Pois bem: hoje vou contar um dos capítulos bizarros desta história, sobre quando um Estado tentou construir um aplicativo “patriótico” para ganhar qualquer discussão que pipocasse online. Esse Estado foi Israel. 

O aplicativo Act.IL foi lançado em junho de 2017 para arregimentar e organizar ativistas pró-Israel no mundo todo. Projeto conjunto da Universidade IDC Herzliya e de o grupo Israeli-American Council, foi amplamente financiado pelo empresário de direita radical Sheldon Adelson, financiador de campanha de Trump que, antes de morrer, esteve no Brasil fazendo lobby junto ao governo bolsonarista para liberar os cassinos resorts, negócio com o qual fez sua fortuna. 

O aplicativo prometia a quem o baixasse que só levaria “60 segundos para se juntar ao esforço de defender Israel”. Todos os dias, o aplicativo publicava algumas “missões” para os inscritos, que chegaram a ser mais de 12 mil. Os usuários ganhavam “pontos” por missões concluídas e os mais bem colocados recebiam prêmios que iam de uma carta de felicitação de um ministro do governo ou um boneco de David Ben-Gurion, o primeiro-ministro que é considerado fundador de Israel.  

O aplicativo chegou a ter mais de 12 mil ativistas registrados, principalmente sediados nos EUA. Só que, embora se autodenominasse “uma iniciativa estudantil”, tinha diversos laços com o Estado israelense. Além de ser fundado por um ex-agente da inteligência israelense, Yarden Ben Yosef, mantinha relação próxima com o Ministério de Assuntos Estratégicos de Israel. Na época do seu lançamento, o ministério postou anúncios sobre o aplicativo nos jornais The Jerusalem Post e The Times of Israel. Ben Yosef disse ao site Forward que muitos dos funcionários eram ex-membros dos serviços de inteligência israelense e que mantinha contatos regulares tanto com o Exército de Israel quanto com o Shin Bet, a Abin israelense. 

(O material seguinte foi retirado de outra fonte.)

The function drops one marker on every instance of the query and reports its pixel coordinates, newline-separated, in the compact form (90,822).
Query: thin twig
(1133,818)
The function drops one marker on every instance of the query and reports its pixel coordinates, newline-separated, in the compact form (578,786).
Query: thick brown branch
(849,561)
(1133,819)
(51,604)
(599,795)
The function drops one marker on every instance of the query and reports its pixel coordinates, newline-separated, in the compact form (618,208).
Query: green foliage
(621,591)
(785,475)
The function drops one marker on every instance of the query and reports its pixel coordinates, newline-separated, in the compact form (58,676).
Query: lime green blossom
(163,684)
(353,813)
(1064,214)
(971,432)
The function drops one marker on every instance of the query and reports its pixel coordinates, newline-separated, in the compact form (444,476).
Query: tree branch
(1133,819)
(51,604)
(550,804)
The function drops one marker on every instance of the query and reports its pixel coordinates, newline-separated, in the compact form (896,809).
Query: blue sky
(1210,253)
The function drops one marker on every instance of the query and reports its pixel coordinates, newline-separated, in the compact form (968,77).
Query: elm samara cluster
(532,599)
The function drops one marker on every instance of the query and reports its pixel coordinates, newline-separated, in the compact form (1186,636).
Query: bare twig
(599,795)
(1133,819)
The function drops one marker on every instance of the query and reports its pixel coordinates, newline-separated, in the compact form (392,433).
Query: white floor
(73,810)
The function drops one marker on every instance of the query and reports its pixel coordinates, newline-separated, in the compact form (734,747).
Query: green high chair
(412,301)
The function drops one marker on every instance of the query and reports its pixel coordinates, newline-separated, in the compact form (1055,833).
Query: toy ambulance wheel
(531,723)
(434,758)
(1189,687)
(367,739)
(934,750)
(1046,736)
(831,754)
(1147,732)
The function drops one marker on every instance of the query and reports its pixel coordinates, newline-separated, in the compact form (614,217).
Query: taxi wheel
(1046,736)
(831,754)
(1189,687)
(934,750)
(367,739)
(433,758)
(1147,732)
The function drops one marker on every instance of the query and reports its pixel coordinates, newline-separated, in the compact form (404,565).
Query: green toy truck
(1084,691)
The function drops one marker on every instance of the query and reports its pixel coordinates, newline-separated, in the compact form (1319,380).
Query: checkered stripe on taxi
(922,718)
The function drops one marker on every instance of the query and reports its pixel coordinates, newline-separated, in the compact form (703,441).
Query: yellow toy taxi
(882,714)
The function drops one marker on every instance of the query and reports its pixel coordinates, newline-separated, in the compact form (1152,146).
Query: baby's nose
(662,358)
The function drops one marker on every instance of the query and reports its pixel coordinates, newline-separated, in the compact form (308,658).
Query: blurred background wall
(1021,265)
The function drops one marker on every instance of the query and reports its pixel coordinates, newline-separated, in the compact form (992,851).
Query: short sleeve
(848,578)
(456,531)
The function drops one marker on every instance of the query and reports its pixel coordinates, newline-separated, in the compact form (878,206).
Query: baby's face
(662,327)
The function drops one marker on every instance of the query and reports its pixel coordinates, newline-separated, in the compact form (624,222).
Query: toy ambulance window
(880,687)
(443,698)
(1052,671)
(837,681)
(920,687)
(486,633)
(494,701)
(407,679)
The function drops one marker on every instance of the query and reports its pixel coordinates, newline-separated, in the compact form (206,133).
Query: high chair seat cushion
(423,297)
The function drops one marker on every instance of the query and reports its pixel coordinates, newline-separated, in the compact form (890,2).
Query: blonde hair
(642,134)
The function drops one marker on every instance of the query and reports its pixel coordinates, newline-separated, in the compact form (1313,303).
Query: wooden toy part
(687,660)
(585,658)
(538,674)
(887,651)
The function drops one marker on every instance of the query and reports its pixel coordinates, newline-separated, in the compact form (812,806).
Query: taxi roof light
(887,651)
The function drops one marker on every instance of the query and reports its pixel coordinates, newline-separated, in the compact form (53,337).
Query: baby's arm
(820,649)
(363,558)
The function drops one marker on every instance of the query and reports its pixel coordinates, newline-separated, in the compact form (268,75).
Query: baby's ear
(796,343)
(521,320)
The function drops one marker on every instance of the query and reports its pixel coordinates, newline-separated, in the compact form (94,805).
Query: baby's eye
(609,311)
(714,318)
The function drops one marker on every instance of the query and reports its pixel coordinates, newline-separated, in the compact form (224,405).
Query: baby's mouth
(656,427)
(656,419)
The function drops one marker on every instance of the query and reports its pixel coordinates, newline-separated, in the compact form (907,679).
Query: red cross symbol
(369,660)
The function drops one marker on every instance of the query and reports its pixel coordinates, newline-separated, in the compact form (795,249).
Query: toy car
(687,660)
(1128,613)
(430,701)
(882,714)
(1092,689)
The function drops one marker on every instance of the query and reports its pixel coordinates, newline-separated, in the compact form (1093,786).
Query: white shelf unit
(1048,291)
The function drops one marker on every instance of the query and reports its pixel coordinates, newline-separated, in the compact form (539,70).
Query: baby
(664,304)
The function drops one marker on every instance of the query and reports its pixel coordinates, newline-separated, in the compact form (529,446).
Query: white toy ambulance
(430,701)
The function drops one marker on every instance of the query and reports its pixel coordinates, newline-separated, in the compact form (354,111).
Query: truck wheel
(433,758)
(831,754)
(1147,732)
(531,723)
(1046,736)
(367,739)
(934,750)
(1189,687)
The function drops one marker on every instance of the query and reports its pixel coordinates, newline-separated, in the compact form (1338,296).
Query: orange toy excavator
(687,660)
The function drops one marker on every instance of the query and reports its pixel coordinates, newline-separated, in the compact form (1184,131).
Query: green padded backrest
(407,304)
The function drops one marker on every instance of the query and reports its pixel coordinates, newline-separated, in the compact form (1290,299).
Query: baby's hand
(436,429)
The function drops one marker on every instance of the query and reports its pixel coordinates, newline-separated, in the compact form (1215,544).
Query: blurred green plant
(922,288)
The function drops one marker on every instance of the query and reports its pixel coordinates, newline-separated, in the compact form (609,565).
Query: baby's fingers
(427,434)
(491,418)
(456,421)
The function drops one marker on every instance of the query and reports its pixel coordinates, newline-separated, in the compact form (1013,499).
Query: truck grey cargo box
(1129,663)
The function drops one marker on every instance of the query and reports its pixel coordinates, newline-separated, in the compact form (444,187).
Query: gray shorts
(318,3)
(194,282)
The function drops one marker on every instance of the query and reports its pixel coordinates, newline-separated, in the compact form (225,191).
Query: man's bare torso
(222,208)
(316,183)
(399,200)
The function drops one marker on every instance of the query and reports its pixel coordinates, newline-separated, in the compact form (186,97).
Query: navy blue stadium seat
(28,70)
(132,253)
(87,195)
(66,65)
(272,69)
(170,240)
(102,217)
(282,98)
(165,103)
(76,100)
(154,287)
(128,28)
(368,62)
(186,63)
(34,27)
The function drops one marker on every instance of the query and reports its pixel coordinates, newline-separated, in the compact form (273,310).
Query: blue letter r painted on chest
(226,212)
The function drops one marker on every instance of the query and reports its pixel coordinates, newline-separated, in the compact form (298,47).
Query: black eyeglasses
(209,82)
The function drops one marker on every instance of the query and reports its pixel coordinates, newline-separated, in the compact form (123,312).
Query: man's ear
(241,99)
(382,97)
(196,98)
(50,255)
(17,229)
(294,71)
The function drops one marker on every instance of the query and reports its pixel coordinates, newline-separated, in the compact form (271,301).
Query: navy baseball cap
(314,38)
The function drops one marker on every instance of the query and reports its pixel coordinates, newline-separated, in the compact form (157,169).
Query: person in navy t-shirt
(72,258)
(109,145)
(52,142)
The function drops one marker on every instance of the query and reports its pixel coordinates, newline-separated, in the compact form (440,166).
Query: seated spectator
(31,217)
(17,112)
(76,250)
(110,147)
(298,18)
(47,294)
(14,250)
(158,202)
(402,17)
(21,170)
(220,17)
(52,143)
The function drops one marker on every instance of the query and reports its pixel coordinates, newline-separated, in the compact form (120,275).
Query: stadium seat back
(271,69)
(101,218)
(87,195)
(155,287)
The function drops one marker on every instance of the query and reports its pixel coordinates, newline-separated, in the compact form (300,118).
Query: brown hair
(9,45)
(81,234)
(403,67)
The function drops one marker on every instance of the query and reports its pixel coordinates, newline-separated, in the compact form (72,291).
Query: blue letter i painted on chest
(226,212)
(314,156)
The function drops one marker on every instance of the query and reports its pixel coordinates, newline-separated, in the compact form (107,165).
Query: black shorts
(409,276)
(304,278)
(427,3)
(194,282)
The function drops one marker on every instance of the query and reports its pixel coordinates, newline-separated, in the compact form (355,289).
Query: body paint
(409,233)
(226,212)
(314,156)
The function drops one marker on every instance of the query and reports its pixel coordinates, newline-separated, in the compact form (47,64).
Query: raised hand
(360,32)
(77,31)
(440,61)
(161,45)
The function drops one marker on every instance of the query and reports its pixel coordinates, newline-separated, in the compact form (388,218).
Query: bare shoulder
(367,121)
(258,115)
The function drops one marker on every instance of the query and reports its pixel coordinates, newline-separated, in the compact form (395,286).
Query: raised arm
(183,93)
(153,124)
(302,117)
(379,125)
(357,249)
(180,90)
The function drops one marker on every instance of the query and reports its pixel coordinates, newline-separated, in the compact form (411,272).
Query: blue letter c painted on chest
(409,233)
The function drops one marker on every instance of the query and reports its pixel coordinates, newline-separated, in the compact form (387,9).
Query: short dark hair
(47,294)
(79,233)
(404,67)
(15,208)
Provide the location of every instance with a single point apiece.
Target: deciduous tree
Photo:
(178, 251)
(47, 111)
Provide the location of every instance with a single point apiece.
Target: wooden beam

O ministro Gilad Erdan – hoje embaixador de Israel na ONU – chegou a propagandear o lançamento do aplicativo durante a Parada para Celebrar Israel em Nova York. “O Estado de Israel está sob constante ataque de deslegitimadores que trabalham para demonizar Israel online e minar a nossa legitimidade como Estado-nação do povo judeu”, disse, adicionando que estava criando um esforço internacional para “unir apoiadores de Israel em todo o mundo” e fornecer “uma plataforma que fortaleça as suas atividades, com ferramentas que nos ajudarão a todos a combater o ódio e espalhar a verdade”.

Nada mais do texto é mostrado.